Love is in the air: Sociality and pair bondedness influence sifaka reproductive signalling

© 2013 The Association for the Study of Animal Behaviour.Social complexity, often estimated by group size, is seen as driving the complexity of vocal signals, but its relation to olfactory signals, which arguably arose to function in nonsocial realms, remains underappreciated.
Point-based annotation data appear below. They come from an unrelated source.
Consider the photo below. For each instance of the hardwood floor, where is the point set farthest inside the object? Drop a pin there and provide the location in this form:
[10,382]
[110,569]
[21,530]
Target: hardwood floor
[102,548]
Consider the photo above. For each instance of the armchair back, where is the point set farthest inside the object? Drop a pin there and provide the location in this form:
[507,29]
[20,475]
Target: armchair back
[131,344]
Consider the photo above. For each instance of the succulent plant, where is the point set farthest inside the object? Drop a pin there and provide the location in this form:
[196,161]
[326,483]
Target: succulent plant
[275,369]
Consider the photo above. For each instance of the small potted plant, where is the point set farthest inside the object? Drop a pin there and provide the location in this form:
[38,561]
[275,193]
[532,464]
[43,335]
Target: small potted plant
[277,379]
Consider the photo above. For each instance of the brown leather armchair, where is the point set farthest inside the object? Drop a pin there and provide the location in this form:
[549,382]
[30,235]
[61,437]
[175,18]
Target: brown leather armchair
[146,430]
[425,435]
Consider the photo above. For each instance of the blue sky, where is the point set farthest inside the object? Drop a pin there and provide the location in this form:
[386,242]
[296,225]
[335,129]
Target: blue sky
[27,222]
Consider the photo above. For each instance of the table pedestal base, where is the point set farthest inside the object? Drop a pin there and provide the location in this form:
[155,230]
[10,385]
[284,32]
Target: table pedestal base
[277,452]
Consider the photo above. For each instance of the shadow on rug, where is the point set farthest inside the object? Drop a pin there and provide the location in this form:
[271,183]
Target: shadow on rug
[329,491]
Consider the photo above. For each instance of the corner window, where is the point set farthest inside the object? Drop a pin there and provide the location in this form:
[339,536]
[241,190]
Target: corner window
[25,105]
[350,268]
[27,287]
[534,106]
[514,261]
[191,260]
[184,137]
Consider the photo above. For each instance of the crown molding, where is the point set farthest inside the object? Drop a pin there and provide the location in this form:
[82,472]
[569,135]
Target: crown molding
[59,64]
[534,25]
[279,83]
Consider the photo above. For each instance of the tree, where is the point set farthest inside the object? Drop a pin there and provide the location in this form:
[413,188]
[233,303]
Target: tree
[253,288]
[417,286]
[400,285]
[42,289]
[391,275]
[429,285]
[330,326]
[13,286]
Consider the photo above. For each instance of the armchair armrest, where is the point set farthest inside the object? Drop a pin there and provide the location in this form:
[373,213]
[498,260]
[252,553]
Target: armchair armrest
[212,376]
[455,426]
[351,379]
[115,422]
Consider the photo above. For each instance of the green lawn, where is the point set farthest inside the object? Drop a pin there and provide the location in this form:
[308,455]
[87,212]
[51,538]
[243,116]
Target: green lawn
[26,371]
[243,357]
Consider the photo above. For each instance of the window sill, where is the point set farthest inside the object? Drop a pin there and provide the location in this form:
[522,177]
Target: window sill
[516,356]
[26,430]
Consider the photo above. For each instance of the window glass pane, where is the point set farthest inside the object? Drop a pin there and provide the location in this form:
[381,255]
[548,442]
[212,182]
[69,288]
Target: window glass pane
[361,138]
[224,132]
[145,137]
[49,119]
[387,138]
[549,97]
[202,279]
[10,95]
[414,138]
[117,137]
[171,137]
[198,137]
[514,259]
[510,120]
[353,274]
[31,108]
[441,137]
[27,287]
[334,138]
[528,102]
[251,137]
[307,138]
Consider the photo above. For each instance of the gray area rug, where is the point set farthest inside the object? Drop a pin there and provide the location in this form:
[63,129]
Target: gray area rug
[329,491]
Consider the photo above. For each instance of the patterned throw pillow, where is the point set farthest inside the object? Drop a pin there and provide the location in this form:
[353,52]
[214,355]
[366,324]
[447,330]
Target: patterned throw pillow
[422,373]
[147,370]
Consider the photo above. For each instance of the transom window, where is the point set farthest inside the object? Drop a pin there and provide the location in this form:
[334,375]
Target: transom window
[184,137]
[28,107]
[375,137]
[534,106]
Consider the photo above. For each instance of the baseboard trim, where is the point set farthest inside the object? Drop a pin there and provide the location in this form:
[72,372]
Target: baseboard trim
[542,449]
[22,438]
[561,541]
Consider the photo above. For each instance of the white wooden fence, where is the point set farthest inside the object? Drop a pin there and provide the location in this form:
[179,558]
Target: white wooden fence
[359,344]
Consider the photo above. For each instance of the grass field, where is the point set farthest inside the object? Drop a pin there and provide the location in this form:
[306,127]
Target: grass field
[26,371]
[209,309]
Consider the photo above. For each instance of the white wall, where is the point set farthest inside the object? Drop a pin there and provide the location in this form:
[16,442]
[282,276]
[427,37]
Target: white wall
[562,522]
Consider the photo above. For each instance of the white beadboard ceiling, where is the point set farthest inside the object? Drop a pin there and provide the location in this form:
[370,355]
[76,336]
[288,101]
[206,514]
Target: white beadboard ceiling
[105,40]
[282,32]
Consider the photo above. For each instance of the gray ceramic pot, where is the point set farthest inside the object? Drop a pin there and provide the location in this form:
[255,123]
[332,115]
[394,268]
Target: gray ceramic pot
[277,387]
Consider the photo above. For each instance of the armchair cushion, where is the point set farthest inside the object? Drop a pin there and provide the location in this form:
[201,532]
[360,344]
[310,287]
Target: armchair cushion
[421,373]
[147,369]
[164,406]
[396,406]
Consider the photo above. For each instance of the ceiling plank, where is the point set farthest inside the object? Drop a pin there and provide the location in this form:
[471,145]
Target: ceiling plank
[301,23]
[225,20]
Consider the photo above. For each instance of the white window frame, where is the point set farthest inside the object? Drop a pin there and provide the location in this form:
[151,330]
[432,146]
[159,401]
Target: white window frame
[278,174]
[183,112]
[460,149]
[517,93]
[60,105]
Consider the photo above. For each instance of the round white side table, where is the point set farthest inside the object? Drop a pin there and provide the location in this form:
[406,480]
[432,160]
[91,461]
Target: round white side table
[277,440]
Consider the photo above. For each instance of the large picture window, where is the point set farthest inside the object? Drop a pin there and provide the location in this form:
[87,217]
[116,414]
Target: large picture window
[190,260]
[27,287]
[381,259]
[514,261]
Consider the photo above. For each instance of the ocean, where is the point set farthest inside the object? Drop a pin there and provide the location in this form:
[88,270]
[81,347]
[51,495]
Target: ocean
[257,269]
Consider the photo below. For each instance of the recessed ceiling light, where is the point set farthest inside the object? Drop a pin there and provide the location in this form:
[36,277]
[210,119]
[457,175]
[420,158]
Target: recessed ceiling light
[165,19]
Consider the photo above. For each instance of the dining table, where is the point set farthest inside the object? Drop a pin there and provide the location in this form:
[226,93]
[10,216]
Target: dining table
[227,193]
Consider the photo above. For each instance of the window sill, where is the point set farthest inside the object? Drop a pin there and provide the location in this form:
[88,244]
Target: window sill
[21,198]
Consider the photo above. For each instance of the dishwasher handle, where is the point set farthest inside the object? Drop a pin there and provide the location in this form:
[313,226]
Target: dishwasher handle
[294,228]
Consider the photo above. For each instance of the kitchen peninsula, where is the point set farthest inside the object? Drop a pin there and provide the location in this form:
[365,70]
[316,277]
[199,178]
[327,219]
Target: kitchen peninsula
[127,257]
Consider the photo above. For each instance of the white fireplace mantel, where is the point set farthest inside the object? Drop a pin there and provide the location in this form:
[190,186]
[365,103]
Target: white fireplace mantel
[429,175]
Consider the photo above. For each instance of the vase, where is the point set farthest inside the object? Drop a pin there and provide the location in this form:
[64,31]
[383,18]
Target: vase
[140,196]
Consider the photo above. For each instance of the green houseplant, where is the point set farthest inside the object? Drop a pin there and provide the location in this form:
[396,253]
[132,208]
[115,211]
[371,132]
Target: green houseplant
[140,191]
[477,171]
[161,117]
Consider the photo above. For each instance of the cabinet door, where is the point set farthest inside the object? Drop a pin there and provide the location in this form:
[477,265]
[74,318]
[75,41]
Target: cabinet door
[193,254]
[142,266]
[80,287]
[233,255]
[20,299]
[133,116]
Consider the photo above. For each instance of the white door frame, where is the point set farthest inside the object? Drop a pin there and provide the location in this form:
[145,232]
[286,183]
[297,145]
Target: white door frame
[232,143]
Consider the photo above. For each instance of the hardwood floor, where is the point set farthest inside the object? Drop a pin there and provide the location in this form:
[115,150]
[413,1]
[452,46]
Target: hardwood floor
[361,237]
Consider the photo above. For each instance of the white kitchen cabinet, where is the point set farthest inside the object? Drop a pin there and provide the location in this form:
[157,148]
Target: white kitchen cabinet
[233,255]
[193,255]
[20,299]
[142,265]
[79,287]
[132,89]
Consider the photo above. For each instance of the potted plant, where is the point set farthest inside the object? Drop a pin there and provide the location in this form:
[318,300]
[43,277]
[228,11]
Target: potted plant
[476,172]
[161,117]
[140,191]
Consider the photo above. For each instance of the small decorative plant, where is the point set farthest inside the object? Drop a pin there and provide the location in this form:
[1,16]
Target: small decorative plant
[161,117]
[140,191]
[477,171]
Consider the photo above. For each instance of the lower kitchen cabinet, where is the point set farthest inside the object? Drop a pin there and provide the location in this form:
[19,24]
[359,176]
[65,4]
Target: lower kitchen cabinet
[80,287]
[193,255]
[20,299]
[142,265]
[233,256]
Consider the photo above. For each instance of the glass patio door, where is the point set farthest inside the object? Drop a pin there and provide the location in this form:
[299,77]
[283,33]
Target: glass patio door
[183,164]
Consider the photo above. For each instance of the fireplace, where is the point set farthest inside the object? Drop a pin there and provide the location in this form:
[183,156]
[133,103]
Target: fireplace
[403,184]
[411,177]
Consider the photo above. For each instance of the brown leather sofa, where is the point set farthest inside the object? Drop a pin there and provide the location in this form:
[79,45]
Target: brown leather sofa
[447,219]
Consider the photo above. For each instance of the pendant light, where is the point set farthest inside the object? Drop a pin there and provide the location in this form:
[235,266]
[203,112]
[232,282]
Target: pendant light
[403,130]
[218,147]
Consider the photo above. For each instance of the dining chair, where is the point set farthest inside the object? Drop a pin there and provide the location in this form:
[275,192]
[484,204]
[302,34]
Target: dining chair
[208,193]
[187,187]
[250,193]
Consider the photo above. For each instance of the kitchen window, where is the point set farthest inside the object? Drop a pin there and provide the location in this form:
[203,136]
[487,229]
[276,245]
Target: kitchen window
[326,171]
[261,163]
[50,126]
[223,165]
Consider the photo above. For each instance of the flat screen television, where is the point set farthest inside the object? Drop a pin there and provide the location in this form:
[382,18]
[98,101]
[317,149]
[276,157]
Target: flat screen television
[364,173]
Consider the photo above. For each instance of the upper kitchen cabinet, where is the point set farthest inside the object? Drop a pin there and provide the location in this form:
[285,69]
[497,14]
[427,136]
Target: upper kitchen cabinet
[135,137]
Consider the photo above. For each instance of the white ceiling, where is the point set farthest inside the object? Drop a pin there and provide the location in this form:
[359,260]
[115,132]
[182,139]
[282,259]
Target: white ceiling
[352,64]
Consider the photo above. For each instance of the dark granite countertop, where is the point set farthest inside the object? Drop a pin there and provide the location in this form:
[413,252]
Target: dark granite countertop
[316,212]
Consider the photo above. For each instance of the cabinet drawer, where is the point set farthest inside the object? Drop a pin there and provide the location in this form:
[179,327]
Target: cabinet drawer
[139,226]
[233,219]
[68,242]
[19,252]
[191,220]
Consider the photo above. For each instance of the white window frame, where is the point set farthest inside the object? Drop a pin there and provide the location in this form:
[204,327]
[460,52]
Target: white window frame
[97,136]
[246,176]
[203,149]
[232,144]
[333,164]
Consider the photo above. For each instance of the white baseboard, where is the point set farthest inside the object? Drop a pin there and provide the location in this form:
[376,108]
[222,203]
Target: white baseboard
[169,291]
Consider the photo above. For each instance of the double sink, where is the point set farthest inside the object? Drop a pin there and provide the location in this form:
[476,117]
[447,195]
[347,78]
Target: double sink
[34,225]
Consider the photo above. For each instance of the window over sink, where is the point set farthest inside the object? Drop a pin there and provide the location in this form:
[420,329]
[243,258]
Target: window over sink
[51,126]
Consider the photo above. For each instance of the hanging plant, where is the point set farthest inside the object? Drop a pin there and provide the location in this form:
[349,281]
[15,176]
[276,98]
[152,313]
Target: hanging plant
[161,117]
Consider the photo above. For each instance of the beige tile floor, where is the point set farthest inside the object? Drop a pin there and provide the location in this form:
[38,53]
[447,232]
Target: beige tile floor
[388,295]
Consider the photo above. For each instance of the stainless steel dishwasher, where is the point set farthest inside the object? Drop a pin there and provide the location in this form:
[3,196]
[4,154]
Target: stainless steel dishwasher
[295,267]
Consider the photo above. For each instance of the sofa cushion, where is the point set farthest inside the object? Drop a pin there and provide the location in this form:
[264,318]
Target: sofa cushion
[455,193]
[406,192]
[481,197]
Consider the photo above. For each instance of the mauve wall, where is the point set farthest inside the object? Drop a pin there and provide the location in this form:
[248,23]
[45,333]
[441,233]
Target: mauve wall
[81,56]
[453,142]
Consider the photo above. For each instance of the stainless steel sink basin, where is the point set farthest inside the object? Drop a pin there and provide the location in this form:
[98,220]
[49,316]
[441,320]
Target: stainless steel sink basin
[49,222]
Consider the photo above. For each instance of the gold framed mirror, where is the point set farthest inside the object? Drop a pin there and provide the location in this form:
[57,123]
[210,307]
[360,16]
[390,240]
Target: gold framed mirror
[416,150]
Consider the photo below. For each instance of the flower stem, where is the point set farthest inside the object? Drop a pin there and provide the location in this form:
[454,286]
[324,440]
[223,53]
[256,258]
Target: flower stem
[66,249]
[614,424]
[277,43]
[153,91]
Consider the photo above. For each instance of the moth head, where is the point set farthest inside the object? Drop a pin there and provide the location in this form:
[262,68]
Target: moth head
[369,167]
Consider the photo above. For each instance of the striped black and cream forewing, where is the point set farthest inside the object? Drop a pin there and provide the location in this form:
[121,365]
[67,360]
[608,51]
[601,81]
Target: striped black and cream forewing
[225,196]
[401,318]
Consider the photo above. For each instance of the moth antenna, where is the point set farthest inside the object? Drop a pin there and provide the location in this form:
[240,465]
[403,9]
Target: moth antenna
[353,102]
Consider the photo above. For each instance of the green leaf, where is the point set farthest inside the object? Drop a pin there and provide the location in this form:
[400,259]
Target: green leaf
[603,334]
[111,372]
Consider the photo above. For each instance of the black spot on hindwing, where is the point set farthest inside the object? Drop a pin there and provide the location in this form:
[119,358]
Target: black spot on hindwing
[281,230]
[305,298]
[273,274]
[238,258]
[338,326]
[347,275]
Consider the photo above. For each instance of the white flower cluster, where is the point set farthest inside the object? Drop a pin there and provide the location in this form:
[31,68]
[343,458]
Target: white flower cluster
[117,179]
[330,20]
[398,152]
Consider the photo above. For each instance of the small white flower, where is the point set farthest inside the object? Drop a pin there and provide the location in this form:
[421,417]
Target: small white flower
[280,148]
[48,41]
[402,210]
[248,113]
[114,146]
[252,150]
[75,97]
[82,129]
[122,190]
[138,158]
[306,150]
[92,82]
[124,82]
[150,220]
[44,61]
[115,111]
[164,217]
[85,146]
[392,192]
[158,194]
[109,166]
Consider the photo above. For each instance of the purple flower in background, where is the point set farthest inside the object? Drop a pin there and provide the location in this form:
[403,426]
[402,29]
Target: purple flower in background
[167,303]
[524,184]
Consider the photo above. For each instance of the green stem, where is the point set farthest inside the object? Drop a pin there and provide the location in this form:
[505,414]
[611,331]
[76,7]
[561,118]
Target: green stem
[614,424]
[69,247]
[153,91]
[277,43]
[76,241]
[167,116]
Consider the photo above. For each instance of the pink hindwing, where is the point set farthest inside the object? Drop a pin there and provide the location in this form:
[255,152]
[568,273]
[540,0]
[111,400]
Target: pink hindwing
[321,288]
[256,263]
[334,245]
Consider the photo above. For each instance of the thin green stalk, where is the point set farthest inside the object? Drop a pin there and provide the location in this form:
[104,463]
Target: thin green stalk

That olfactory signals also may mediate within-group interaction, vary with social complexity and promote social cohesion underscores a potentially crucial link with sociality. To examine that link, we integrated chemical and behavioural analyses to ask whether olfactory signals facilitate reproductive coordination in a strepsirrhine primate, the Coquerel's sifaka, Propithecus coquereli. Belonging to a clade comprising primarily solitary, nocturnal species, the diurnal, group-living sifaka represents an interesting test case. Convergent with diurnal, group-living lemurids, sifakas expressed chemically rich scent signals, consistent with the social complexity hypothesis for communication. These signals minimally encoded the sex of the signaller and varied with female reproductive state. Likewise, sex and female fertility were reflected in within-group scent investigation, scent marking and overmarking. We further asked whether, within breeding pairs, the stability or quality of the pair's bond influences the composition of glandular signals and patterns of investigatory or scent-marking behaviour. Indeed, reproductively successful pairs tended to show greater similarity in their scent signals than did reproductively unsuccessful pairs, potentially through chemical convergence. Moreover, scent marking was temporally coordinated within breeding pairs and was influenced by past reproductive success. That olfactory signalling reflects social bondedness or reproductive history lends support to recent suggestions that the quality of relationships may be a more valuable proxy than group size for estimating social complexity. We suggest that olfactory signalling in sifakas is more complex than previously recognized and, as in other socially integrated species, can be a crucial mechanism for promoting group cohesion and maintaining social bonds. Thus, the evolution of sociality may well be reflected in the complexity of olfactory signalling.